Stone the crows and starve the bandicoots! Youse sheilas having a blue is enough to put the wind up a man. Fair dinkum!
What did you say Max Sims? Are you from Mars?
Sorry for the momentary over-the-top mayhem in the Forum! I was away on the day it happened and couldn't directly intervene. It's a good thing that my webmaster had made that warning about the need to keep discussions civil here, and that those concerned listened and agreed to a ceasefire.

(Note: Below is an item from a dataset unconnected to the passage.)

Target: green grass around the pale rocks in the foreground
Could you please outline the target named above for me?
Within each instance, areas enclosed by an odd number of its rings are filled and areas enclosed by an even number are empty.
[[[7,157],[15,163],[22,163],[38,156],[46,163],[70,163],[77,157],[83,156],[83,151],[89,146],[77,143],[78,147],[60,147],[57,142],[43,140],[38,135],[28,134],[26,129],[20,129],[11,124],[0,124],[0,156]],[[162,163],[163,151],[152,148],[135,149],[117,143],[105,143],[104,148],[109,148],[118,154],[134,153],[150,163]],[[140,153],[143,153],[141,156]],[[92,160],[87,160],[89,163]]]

Anyway, although I thought I understood what Max Sims said in a general sense, I looked up the direct meaning of the more intriguing words in his otherworldly English rant simply for my own enlightenment. All definitions below are from my digital
Merriam-Webster’s 11th Collegiate Dictionary:
bandicootFunction: noun
Etymology: Telugu
pandikokku*
Date: 1813
1: any of several very large rats (genera
Bandicota and
Nesokia) of southern Asia destructive to crops
2: any of various small chiefly insectivorous and herbivorous marsupial mammals (family
Peramelidae or family
Peroryctidae) of Australia, Tasmania, and New Guinea
sheilaFunction: noun
Etymology: probably from
Sheila, female given name
Date: circa 1914
Australian & New Zealand : a girl or young woman
1
dinkumFunction: adjective
Etymology: English dialect
dinkum, noun, work, share of work
Date: 1905
Australian & New Zealand : AUTHENTIC, GENUINE — often used with fair <I was fair
dinkum about my interest in their culture — Percy Trezise>
2
dinkumFunction: adverb
Date: 1915
Australian & New Zealand : TRULY, HONESTLY — often used with fair; often used interjectionally
-----
*Something funnily odd here: The Telugu
pandikokku sounds like the Spanish term
pan de coco and its Tagalog corruption,
pandikoko, which means bread with sweet, grated coconut stuffing—one of my favorites when I was a teenager. Could there be a common root for all three terms sometime in the distant past? Is it possible that the connection is that the Telugu
pandikokku is edible and that the natives--by some quirk of history--had somehow used the Spanish term
pan de coco for that rodent? Talk about perfect coincidences in phonemes among languages that are oceans and thousands of miles apart!